I just thought I'd take a few minutes (spurred on to a Five Minute Friday post by reading the blog of someone I knew in college) and check in.
I have been thinking, "I need to write a blog post." Then I think of how long it's been since the last one, and I decide there's too much to try to fill in the blanks. Reminds me of Princess Bride. "Let me splain. No. There is too much. Let me sum up..."
About 2 years ago, I met the man who will be my husband in 71 days. Back in November, on my birthday, he proposed. In March, I moved from my pretty little house in Vero Beach, FL to Greenville, SC to allow us to prepare for marriage. Now, the time is ticking away, and my wedding is coming faster and faster, like a hurricane gathering speed over open water.

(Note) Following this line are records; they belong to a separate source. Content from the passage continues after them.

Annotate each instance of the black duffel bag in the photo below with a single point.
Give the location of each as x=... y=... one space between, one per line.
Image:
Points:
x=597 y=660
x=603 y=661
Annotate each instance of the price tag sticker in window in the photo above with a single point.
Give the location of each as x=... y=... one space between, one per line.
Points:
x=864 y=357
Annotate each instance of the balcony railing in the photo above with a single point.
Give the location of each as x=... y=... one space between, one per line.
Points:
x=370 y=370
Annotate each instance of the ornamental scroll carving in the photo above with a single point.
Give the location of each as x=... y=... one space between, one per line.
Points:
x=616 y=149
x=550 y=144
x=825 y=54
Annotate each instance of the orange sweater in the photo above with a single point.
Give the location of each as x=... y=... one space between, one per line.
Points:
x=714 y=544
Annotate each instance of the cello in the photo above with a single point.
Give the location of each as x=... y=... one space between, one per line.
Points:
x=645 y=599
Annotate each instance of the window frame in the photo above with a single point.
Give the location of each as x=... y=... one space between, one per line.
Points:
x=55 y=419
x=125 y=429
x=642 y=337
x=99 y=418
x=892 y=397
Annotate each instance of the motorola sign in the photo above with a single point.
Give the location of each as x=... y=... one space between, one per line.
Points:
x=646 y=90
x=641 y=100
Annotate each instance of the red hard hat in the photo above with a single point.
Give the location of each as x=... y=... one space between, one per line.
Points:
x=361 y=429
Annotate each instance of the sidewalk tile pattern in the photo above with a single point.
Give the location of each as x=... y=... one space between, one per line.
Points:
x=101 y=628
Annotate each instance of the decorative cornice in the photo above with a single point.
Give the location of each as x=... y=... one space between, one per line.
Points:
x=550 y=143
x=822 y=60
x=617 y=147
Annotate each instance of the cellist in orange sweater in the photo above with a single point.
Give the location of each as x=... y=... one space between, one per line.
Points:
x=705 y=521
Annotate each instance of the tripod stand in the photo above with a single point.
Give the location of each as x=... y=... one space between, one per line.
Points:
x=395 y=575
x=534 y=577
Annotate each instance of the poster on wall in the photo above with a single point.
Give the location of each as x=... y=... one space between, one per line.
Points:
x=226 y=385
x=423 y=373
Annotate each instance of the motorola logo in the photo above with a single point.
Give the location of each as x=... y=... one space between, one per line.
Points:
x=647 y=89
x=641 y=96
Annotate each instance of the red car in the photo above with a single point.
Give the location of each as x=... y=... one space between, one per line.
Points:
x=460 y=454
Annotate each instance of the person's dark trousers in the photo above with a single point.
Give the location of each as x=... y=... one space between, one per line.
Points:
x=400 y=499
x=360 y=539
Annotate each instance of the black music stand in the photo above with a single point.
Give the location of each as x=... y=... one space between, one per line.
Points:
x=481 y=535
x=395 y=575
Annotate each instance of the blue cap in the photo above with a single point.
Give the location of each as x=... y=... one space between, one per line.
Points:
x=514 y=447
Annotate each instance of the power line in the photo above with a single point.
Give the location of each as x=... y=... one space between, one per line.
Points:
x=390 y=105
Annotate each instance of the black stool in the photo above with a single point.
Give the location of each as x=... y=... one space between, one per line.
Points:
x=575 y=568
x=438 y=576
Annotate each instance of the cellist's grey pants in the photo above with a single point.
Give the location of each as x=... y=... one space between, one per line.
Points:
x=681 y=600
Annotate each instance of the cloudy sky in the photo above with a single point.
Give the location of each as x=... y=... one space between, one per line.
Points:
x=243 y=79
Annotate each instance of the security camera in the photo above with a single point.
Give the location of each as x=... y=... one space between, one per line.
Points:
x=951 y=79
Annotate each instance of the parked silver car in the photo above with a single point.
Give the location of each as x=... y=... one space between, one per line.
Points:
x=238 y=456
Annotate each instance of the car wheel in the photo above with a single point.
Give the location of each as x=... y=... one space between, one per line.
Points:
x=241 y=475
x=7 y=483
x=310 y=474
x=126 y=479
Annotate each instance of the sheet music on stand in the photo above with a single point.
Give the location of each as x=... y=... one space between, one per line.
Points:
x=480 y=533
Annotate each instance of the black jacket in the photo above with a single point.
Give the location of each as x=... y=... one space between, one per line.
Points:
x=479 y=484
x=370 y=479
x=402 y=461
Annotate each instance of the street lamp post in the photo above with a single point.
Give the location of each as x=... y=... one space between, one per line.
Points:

I'm learning that now that it's down to the wire, planning my ACTUAL wedding, not assisting someone else, not planning a theoretical wedding that won't happen, that it's not what I thought it would be. (For those who may not know, I was a wedding planner/coordinator in days gone by.) Little is turning out as I had planned. Most of my decisions are overridden by factors outside my control. Many of the things that I would find meaningful simply won't happen. This has caused me to learn to focus on the marriage, instead of the wedding.
The wedding will be fine, I'm sure. It'll happen. Weddings usually do. They're rarely, in practice, identical to the theory, some adjustments get made last minute, some are made in planning, and some just seem to happen. I think I'll end up being surprised by how it turns out, because nothing is going as I planned for it to. I'm sure it will be lovely. It just won't be my doing, as I had hoped for the better part of my life that it would.
As I check things off the list, I've begun to prepare for the marriage. I'm thinking a lot about who I am and what I bring with me. I'm thinking a lot about what I desire to give, when I give myself to my husband--who I desire to be, so that he may have my best. As many years as I've had to prepare, I should be more. Better, somehow. My physical looks should be closer to how I always imagined looking for him. My life processes should be better organized. The one thing I feel is on track is my spiritual life. I'm just longing to be able to present him with, well, everything. Not just a piece.
The saving grace in these somewhat dismal thoughts about myself is the knowledge that he knows me as I am and loves me, exactly as I am. In our good-night prayer last night, he prayed that God would help me with my quest to be in better physical shape (a subject for another post). He said, "Father, she looks phenomenal. Of course she does. She looks like You." He doesn't want to marry me 15 pounds lighter, with flawless complexion, manicured nails, and clothes that don't make me look like I just fell out of a dryer. He wants to marry ME. Just as I am. Do you see why I want to give him my very best???
One of the rules of the Five Minute Friday post is that it not be edited. Just type for five minutes. REALLY?? Can people do that? Pretty sure I didn't completely follow the rules, but linked back to her, anyway.